Vous êtes justement un des membres du pouvoir sortant, ne craignez-vous pas d’être auditée ? Je ne crains absolument rien. J’ai été ministre délégué, et en tant que tel, on n’a aucun budget, il n’y a pas de fonds à gérer. On a une ligne de crédit, tout a été transparent. Je ne me reproche rien. Et nous en tant que jeunesse, on n’avait pas droit à l’erreur. Ce qui nous importait, c’était moins cela que le défi à relever, le défi de la capacité de mener à bien un département et fort heureusement il y a eu des résultats probants. Et c’est sur la base de ces résulats que le Sénégal continue à faire de la politique sur les droits humains. Donc nous n’avons rien à craindre.

Maintenant que vous perdu le pouvoir et toutes vos res­ponsabilités au sein de l’Etat, que va devenir Coumba Gaye ? Je suis juriste de formation, j’ai eu mon Dea en droit et je m’étais inscrite en Thèse, mais je l’avais suspendue à cause des mes activités politiques.
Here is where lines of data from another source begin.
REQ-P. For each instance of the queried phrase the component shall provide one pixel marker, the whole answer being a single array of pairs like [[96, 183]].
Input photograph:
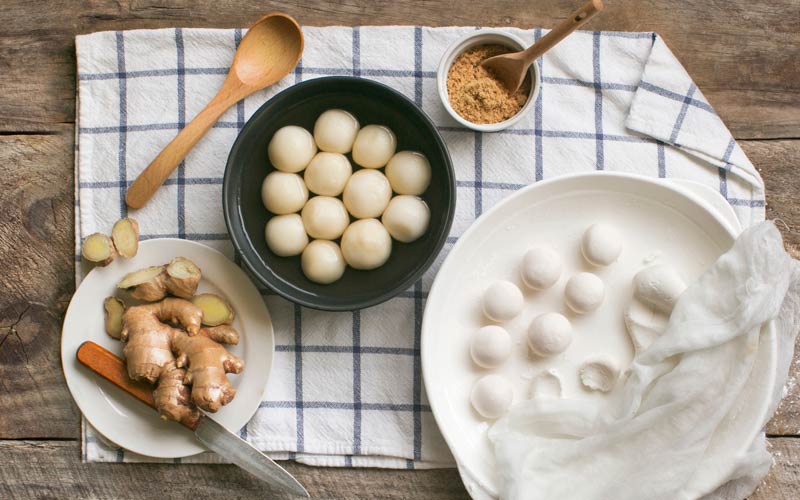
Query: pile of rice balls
[[335, 213]]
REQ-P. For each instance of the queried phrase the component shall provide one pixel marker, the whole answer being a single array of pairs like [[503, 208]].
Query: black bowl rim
[[236, 229]]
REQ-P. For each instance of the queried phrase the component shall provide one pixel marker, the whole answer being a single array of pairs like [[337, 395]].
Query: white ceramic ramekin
[[468, 41]]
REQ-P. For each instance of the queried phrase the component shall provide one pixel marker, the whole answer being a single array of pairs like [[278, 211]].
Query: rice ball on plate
[[285, 234], [322, 262], [327, 174], [291, 149], [366, 244], [409, 172], [335, 131], [406, 218], [283, 193], [367, 194], [584, 292], [325, 217], [502, 301], [374, 146], [491, 396]]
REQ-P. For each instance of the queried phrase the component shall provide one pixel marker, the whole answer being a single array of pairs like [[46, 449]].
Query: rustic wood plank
[[741, 53], [52, 469]]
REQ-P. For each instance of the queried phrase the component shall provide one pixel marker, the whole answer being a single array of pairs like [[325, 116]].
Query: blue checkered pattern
[[346, 388]]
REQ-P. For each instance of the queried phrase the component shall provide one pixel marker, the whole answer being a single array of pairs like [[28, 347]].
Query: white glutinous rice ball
[[327, 174], [502, 301], [549, 334], [599, 373], [325, 217], [584, 292], [285, 234], [541, 267], [490, 346], [374, 146], [322, 262], [367, 194], [406, 218], [366, 244], [283, 193], [291, 149], [491, 396], [601, 244], [546, 385], [409, 173], [658, 286], [335, 131]]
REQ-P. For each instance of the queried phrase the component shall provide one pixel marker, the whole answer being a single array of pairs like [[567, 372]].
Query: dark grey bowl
[[245, 215]]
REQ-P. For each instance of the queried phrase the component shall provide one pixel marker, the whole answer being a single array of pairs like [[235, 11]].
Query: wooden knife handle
[[104, 363]]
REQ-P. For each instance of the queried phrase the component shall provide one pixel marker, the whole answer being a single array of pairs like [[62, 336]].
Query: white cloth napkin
[[662, 442], [346, 388]]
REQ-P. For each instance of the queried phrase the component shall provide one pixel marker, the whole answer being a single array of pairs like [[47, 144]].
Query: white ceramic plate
[[126, 421], [659, 223]]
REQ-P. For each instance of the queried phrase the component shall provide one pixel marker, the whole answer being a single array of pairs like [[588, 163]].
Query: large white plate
[[659, 222], [118, 416]]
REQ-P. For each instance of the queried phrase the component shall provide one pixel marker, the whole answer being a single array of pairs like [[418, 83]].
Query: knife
[[215, 437]]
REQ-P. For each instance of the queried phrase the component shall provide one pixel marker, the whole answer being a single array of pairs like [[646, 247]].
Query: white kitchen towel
[[346, 388]]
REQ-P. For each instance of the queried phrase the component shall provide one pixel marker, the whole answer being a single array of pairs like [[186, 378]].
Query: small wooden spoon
[[512, 68], [267, 53]]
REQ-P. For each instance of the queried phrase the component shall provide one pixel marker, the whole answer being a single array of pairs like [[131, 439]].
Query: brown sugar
[[476, 95]]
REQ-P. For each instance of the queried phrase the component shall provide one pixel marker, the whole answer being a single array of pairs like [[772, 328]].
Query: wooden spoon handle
[[104, 363], [170, 157], [572, 23]]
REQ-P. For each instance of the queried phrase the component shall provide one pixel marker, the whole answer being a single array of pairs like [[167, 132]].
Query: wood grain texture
[[742, 54]]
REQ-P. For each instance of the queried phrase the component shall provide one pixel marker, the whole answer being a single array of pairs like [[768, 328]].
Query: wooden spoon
[[512, 68], [267, 53]]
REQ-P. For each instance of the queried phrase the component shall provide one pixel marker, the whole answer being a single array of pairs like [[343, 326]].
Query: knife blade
[[210, 433]]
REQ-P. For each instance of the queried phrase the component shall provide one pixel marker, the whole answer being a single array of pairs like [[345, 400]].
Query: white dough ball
[[541, 267], [286, 235], [502, 301], [490, 346], [327, 174], [322, 262], [584, 292], [374, 146], [658, 286], [325, 217], [406, 218], [291, 148], [366, 244], [409, 172], [549, 334], [335, 131], [491, 396], [601, 244], [367, 194], [283, 193]]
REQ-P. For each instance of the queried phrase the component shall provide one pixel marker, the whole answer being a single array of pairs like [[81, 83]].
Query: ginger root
[[114, 309], [179, 278], [216, 310], [125, 235], [98, 248]]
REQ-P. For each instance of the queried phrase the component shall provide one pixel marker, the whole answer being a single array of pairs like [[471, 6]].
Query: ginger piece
[[125, 235], [99, 249], [216, 310], [207, 363], [114, 309], [173, 398], [148, 338], [179, 278]]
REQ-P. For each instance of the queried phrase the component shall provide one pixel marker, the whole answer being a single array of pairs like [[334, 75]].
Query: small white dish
[[473, 39], [557, 212], [121, 418]]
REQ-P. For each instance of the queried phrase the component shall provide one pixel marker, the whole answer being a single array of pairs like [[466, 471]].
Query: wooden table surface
[[743, 54]]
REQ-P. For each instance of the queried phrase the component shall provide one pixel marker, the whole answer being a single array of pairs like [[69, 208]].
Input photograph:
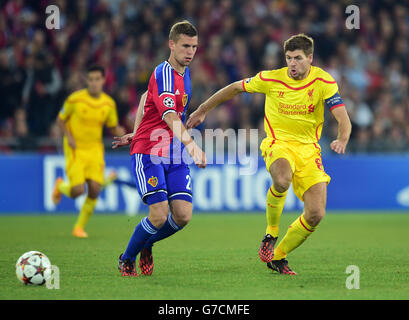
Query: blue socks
[[143, 231], [170, 227]]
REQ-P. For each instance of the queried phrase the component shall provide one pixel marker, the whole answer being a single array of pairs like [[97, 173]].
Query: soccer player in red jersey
[[159, 163]]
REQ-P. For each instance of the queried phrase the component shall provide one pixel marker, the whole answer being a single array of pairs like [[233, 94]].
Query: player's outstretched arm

Aujourd’hui, je compte reprendre mes études. Je dis heureusement que Wade nous l’avait dit quand on était étudiants, qu’il faut toujours étudier. Je ne suis pas une politicienne professionnelle, j’ai ma profession de juriste, je suis agent de l’Etat, et il y a énormément de portes qui s’ouvrent à nous puisque Wade m’a permise d’avoir une bonne expérience en droits hu­mains. Et il faut le dire, les droits humains sont la vitrine d’un Etat et il y a des opportunités qui s’offrent à moi que ce soit au niveau des organismes nationaux comme internationaux. Sur ce point, je ne m’inquiète pas parce que j’ai ma profession et je vais continuer à faire de la politique. Je n’ai pas peur parce que Me wade nous a donné l’opportinuté de servir notre pays et il n’y a pas chose plus noble que ça. Mais après cela, il faut penser à donner l’opportunité à d’autres Sénégalais d’avoir ces charges et de savoir combien c’est noble de servir tout un peuple. On va aujourd’hui continuer à se battre pour cela.